Assume that Ishrat and the others were terrorists. Does the police force have the right to kill them without proving in a law court that they were terrorists? If this rule is to apply, the killers of Indira Gandhi and Rajiv Gandhi should have been shot dead in encounters instead of proceedings even in the Supreme Court. We should not have spent crores of rupees on the trial of Mohammad Kasab, who was hanged, and done away with him for the attacks on Mumbai.
The food security bill which will subsidise food for 65 per cent of the population is a prey to suspicion. The government is to be blamed for introducing the measure through an ordinance when the parliament session is only three weeks away. (It has now been postponed to mid-August after the ordinance). Most political parties are in favour of the bill, but want a legitimate discussion in parliament before it is enacted. The Congress prefers the route of ordinance on the plea that political parties, particularly the Bharatiya Janata Party (BJP), have not allowed parliament to function. This is true. But the ordinance too has to be passed by parliament. For that a consensus would be required. Why could not the government bring about it before the ordinance?
There is something in the allegation that the Congress eyes are fixed on the parliamentary elections due in May 2014. It is possible that a mid-term poll may take place in November or December. Such are the suspicions which have nullified the food security ordinance which would enable roughly 850 million people of limited means to buy rice at Rs3 (18 fils) per kilo, wheat at Rs2 and bajra for Re1.

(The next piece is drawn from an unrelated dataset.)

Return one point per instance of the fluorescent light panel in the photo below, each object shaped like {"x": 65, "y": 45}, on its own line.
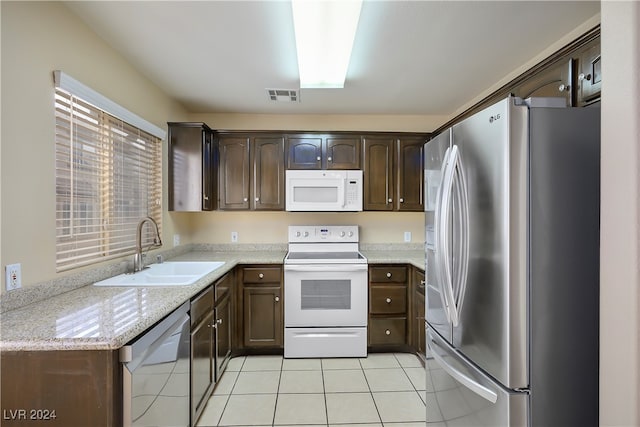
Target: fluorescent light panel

The case of CBI’s autonomy is yet another example worth dwelling on. People have no faith in the supervision by the three retired High Court judges. The suspicion is that the government will appoint pliable judges. Since the CBI will be under the government, any measure it takes fails to evoke faith.

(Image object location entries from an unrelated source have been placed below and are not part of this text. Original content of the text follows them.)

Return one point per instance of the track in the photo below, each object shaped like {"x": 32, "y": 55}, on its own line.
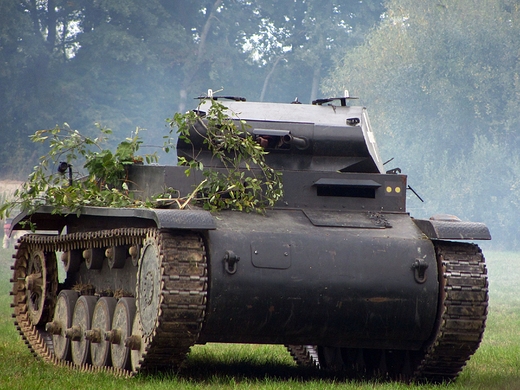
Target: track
{"x": 462, "y": 315}
{"x": 171, "y": 295}
{"x": 177, "y": 290}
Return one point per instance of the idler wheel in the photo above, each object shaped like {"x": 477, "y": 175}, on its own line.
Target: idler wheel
{"x": 122, "y": 323}
{"x": 149, "y": 285}
{"x": 101, "y": 324}
{"x": 35, "y": 285}
{"x": 81, "y": 322}
{"x": 62, "y": 321}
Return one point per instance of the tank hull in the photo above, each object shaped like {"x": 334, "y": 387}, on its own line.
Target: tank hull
{"x": 296, "y": 283}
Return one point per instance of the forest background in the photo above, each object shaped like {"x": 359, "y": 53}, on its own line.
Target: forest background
{"x": 441, "y": 80}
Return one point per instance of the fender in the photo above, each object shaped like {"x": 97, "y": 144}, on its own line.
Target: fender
{"x": 45, "y": 219}
{"x": 453, "y": 229}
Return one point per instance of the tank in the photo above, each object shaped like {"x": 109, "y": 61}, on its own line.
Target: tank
{"x": 337, "y": 271}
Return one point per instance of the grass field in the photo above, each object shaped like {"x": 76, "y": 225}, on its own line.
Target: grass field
{"x": 496, "y": 365}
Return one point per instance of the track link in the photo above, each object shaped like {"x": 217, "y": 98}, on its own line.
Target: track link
{"x": 463, "y": 311}
{"x": 182, "y": 296}
{"x": 463, "y": 303}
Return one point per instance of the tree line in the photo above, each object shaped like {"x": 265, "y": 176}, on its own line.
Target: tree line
{"x": 440, "y": 79}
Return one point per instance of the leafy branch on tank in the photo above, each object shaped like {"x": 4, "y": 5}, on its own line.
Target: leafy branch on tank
{"x": 106, "y": 183}
{"x": 246, "y": 183}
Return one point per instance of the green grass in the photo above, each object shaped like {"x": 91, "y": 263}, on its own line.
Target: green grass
{"x": 496, "y": 365}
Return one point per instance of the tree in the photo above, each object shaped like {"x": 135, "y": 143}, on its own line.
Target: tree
{"x": 442, "y": 81}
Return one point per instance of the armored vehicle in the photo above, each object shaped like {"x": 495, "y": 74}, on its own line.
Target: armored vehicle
{"x": 337, "y": 270}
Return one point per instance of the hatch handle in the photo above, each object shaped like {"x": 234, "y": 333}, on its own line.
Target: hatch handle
{"x": 419, "y": 267}
{"x": 230, "y": 262}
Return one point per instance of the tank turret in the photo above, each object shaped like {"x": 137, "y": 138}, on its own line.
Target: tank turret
{"x": 337, "y": 270}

The other main political party, the BJP, is suspect because it is selling the Modi thesis of Hindutva. The latest is the building of the Ram temple at the site where the Babri Masjid stood before its demolition. The party should realise that the religious card cannot be played again and again. The demand for temple and a uniform civil code are supposed to be parts of development, a camouflage for Hindutva. The party is as much engaged in power politics as the Congress is.

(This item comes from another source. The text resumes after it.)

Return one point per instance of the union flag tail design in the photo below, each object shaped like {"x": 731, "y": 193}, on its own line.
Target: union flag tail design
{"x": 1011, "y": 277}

That the leftist parties have social justice and federalism on their agenda is to the liking of a preponderant majority. To their admiration, a convention of the leftist parties in Delhi last week reiterated the two points. Indeed, the Manmohan Singh government has made the rich richer and has made a mockery of political autonomy. Yet, the Communist Party of India (Marxist) was found wanting during their rule of 34 years in West Bengal. The Sachar Committee had said that the Muslim community in the state was the most backward in education (only 2.7 per cent). The Communist Party of India (CPI) supported the authoritarian rule of Indira Gandhi during the emergency. Janata Dal (United) evokes hope to be a third alternative because its chief, Sharad Yadav, has said that his party will fight totalitarianism of communists and communalism of the BJP. Bihar Chief Minister Nitish Kumar has shown in his rule that a government can rise above gimmicks. Rightly Nitish has tasked the National Investigation Agency to probe the Bodh Gaya bomb blasts.
The nation’s problem is how to reignite the spirit of confidence and idealism. Alas, no political party, even in the states, comes up to that standard. Will the next election throw up such people is in the realm of conjecture. Persons like me are still optimistic that India will return to the path of values which it adopted after winning independence.
Kuldip Nayar is a former Indian High Commissioner to the United Kingdom and a former Rajya Sabha member.